There comes a little message from him:
Don't forget the dinner. You can wrap up in a cloak if you deem it advisable, and slip in about 7.30 and we can dine in peace.
H. G. Wells.
Whitehall Court, Entrance 4.
We talk of Russia and I find no embarrassment in airing my views, but I soon find myself merely the questioner. Wells talks; and, though he sees with the vision of a dreamer, he brings to his views the practical. As he talks he appears very much like an American. He seems very young and full of "pep."
There is the general feeling that conditions will right themselves in some way. Organisation is needed, he says, and is just as important as disarmament. Education is the only salvation, not only of Russia, but of the rest of the world. Socialism of the right sort will come through proper education. We discuss my prospects of getting into Russia. I want to see it. Wells tells me that I am at the wrong time of the year, that the cold weather coming on would make the trip most inadvisable.
I talk about going to Spain, and he seems surprised to hear that I want to see a bull fight. He asks, "Why?"
I don't know, except that there is something so nakedly elemental about it. There is a picturesque technique about it that must appeal to any artist. Perhaps Frank Harris's "Matador" gave me the impulse, together with my perpetual quest for a new experience. He says it is too cruel to the horses.
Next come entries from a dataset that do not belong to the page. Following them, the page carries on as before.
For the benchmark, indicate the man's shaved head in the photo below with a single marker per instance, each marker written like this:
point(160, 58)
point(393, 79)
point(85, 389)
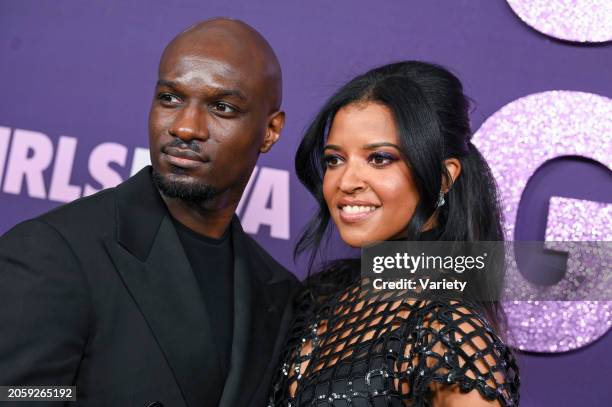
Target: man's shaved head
point(216, 108)
point(236, 41)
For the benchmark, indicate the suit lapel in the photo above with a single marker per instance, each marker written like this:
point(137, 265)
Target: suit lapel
point(256, 322)
point(152, 263)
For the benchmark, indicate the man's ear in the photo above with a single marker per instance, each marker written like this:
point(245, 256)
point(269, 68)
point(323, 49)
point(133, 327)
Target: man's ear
point(453, 169)
point(276, 121)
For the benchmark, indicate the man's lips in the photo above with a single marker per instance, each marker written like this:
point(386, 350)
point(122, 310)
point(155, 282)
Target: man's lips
point(182, 158)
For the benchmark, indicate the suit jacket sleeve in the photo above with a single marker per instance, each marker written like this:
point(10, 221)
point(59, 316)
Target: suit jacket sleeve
point(44, 307)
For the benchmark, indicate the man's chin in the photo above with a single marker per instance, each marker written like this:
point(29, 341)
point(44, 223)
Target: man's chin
point(184, 187)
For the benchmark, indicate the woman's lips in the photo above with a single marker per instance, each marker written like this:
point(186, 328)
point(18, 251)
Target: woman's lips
point(357, 213)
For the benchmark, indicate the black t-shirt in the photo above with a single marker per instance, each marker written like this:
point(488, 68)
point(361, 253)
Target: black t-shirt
point(212, 261)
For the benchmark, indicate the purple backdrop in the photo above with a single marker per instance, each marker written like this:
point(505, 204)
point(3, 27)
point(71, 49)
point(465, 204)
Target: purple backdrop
point(86, 71)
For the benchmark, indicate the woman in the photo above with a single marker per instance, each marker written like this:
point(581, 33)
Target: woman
point(389, 157)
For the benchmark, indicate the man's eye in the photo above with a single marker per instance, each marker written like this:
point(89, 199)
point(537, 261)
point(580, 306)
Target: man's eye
point(168, 98)
point(332, 161)
point(381, 159)
point(223, 107)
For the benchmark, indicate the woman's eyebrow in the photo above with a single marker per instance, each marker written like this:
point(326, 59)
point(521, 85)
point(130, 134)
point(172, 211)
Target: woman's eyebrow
point(332, 147)
point(381, 144)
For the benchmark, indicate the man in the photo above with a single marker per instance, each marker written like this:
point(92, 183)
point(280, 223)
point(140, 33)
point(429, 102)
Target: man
point(150, 293)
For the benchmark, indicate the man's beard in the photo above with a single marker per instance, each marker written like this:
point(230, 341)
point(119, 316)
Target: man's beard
point(193, 193)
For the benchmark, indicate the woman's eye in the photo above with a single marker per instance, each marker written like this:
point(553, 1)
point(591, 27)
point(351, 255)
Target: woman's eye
point(381, 159)
point(332, 161)
point(223, 107)
point(168, 98)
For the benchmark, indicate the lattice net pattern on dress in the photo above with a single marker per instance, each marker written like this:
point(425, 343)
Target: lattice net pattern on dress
point(382, 349)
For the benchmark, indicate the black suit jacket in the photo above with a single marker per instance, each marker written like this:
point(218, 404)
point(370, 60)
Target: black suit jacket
point(99, 294)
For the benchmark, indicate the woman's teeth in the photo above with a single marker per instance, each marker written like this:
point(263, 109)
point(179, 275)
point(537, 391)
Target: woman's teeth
point(357, 209)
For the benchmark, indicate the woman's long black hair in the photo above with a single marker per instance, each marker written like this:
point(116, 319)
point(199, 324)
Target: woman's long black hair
point(432, 117)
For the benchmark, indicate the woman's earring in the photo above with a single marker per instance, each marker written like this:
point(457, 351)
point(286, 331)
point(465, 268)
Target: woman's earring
point(441, 200)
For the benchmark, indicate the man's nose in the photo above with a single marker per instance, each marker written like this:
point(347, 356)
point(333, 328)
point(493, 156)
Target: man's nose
point(352, 178)
point(190, 123)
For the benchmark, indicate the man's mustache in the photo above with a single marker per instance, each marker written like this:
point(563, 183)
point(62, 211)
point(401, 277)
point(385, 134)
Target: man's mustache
point(192, 145)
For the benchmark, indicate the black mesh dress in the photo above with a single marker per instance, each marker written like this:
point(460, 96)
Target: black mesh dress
point(359, 348)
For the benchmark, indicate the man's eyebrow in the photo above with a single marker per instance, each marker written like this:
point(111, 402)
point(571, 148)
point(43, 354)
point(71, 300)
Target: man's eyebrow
point(215, 91)
point(221, 93)
point(164, 82)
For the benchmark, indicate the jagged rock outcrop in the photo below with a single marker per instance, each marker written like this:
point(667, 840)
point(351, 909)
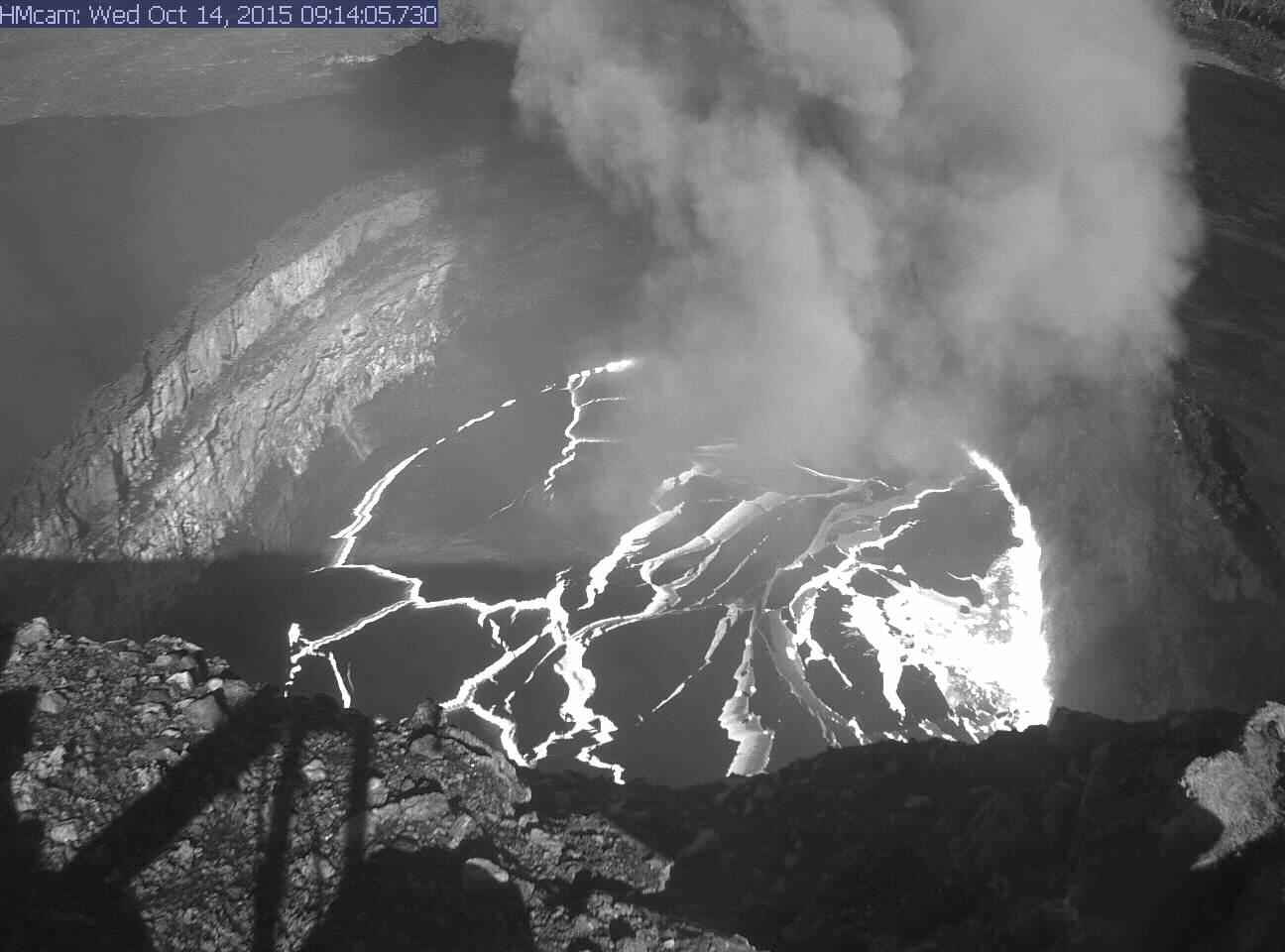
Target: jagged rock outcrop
point(178, 72)
point(268, 360)
point(156, 800)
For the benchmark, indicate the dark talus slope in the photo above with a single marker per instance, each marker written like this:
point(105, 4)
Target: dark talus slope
point(1162, 521)
point(159, 800)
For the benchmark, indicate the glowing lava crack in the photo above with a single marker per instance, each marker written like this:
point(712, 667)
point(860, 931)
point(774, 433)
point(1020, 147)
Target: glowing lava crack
point(863, 609)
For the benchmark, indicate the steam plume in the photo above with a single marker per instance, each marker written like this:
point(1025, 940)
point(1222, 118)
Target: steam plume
point(883, 213)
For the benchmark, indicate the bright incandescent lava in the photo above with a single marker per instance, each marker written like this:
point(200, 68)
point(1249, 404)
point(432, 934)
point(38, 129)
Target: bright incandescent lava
point(769, 604)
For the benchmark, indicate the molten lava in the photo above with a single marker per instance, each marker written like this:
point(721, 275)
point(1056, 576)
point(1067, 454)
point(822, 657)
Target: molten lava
point(864, 609)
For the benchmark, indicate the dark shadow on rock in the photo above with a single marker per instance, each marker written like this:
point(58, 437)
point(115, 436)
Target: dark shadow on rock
point(417, 899)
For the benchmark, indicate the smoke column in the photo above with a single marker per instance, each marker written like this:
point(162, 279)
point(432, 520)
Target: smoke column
point(885, 217)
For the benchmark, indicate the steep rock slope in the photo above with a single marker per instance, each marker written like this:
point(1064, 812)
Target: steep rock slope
point(252, 377)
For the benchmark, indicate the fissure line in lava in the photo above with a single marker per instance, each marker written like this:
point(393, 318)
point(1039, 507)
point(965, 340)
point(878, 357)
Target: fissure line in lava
point(990, 665)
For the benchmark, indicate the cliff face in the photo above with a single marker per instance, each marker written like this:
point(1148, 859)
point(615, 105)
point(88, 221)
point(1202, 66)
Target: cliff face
point(251, 378)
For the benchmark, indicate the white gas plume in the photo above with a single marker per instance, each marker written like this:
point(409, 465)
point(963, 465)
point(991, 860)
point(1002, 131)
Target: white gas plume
point(881, 213)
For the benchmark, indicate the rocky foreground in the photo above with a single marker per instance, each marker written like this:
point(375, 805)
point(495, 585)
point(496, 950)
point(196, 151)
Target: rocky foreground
point(157, 800)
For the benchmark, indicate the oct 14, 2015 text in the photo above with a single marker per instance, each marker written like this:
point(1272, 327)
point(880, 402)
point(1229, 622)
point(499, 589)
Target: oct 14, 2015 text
point(220, 16)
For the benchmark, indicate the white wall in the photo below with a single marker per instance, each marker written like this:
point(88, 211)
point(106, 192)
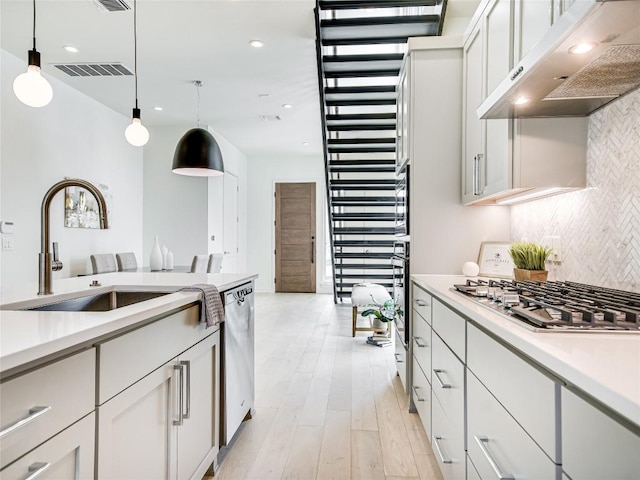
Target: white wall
point(264, 173)
point(186, 211)
point(73, 136)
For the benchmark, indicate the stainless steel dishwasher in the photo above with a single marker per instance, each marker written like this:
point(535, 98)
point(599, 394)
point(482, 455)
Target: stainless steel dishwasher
point(237, 386)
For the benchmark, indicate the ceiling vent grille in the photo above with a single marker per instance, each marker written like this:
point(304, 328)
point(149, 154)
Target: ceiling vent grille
point(93, 69)
point(111, 5)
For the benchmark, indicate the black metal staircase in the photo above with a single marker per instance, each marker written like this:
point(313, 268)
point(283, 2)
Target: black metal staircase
point(360, 46)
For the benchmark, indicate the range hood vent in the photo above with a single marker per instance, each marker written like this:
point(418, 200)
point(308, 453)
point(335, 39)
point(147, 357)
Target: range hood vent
point(111, 5)
point(93, 69)
point(558, 83)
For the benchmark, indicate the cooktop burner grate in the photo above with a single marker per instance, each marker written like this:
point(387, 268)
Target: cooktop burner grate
point(559, 305)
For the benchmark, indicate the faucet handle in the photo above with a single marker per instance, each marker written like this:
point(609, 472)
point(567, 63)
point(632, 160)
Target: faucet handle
point(55, 263)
I relax as the evening goes on and I find that I am liking him even more than I expected. About midnight we go out on a balcony just off his library, and in the light of a full moon we get a gorgeous view of London. Lying before us in the soft, mellow rays of the moon, London looks as though human, and I feel that we are rather in the Peeping Tom rôle.
I exclaim, "The indecent moon."
He picks me up. "That's good. Where did you get that?"